ですが、国がせっかくケアマネジャーに方向性を示してくれているのに、それに反するようなローカルルールについて「どうしてなのか」と疑問を持たないことってありなんでしょうか?

保険者が言ってるからOK? ルールだから? それって本当?

宮﨑さんの顔がグルグルと頭の中を回ります……。

私の願いは、そのローカルルールがケアマネジャーを苦しめるものだったら、みなさんに声を上げてほしい、ただそれだけです。

たった一言。

「改善してほしい」と。

そのためには、少し面倒で難しいと思われがちな運営基準なども読めるようにならないといけないですし、他の保険者はどのような解釈なのか等をインターネットで調べるなど理論武装をする力を身につける必要があります。

理論武装をしないで不平だけを言うとただのクレーマーとなってしまい、また違う部類のめんどくさいヤツになってしまいますから気を付けてくださいね。

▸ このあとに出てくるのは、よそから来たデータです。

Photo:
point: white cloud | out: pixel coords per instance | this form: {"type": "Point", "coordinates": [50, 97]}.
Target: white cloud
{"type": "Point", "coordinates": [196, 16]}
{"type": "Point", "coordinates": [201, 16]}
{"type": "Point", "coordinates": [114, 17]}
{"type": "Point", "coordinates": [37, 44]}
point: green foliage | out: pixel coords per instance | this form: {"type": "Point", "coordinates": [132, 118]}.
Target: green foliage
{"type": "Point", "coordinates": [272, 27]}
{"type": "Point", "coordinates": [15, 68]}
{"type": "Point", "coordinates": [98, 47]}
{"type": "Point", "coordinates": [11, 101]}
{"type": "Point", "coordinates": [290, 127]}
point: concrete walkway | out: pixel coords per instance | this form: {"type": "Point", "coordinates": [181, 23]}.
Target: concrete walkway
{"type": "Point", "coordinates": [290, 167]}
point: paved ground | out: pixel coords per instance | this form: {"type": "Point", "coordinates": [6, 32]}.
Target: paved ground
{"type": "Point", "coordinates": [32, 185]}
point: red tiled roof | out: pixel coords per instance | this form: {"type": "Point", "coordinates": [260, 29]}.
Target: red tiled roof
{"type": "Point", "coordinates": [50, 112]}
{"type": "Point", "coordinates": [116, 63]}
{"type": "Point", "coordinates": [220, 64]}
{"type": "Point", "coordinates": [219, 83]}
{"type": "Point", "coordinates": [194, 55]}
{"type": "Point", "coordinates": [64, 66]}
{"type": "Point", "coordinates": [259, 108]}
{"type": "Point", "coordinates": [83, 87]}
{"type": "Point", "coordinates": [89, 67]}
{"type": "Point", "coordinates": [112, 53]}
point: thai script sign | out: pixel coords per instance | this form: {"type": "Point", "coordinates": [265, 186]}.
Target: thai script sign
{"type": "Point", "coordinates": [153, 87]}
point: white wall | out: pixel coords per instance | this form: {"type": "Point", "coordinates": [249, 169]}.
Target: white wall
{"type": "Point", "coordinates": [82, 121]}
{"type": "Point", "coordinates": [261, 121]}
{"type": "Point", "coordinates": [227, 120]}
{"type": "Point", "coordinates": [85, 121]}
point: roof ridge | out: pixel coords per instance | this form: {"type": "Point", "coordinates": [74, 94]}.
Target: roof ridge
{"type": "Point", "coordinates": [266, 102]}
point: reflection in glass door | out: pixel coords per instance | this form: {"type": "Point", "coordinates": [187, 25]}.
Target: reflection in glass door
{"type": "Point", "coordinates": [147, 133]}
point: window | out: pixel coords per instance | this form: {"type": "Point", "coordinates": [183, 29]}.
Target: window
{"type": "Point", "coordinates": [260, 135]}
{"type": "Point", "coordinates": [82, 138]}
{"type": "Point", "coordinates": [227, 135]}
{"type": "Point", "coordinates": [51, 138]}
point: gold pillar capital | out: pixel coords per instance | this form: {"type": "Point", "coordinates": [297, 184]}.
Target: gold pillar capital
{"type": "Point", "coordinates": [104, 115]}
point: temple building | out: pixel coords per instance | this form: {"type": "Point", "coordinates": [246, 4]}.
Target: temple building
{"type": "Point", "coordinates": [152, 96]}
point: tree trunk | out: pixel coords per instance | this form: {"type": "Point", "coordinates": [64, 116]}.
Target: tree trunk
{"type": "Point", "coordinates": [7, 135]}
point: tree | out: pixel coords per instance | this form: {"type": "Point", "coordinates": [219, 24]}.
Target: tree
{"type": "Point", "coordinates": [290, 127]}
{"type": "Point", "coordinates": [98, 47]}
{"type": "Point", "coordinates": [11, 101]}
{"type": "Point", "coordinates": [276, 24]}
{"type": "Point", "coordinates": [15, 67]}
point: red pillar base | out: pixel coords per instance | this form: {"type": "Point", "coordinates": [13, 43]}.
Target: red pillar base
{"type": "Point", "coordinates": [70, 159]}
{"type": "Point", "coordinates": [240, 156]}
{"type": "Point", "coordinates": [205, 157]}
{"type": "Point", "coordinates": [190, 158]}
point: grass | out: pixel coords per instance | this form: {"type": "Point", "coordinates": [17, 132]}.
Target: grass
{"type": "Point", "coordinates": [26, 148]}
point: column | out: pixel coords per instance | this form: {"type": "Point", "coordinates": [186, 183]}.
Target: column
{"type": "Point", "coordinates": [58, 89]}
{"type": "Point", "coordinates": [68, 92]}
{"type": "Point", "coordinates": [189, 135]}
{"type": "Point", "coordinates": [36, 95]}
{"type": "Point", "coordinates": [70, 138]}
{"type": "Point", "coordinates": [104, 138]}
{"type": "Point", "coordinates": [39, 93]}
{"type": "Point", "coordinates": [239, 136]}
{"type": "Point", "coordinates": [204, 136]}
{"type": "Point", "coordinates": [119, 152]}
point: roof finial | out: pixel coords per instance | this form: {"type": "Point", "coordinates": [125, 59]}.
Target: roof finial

そして、その理論を確認するために相手と話し合いの場を設けた時は、笑顔で友好的な態度をとることも大事です。

みなさんもよくご存知かと思いますが、話し合いというのは、挑戦的な態度で望むと絶対にうまく行きません。「ちょっと教えてほしいのですが」みたいな下手で、だけど納得しないことには何度も食い下がる……笑顔で……。

あれ? こんな人、どこかで見たことありますね?

今思えば、あの方こそ本物の「めんどくさい人(ヤツ)」だったのかもしれませんね。

今まで「めんどくさい人(ヤツ)」のことをマイナスな側面を中心に散々に言ってきましたが、ポジティブに言い換えれば勉強熱心な人です。

この勉強熱心な人が、ケアマネジャーの中にたくさん増えて、今の状況が少しでも改善されていくことを願って、私も勉強を続けていきたいと思います。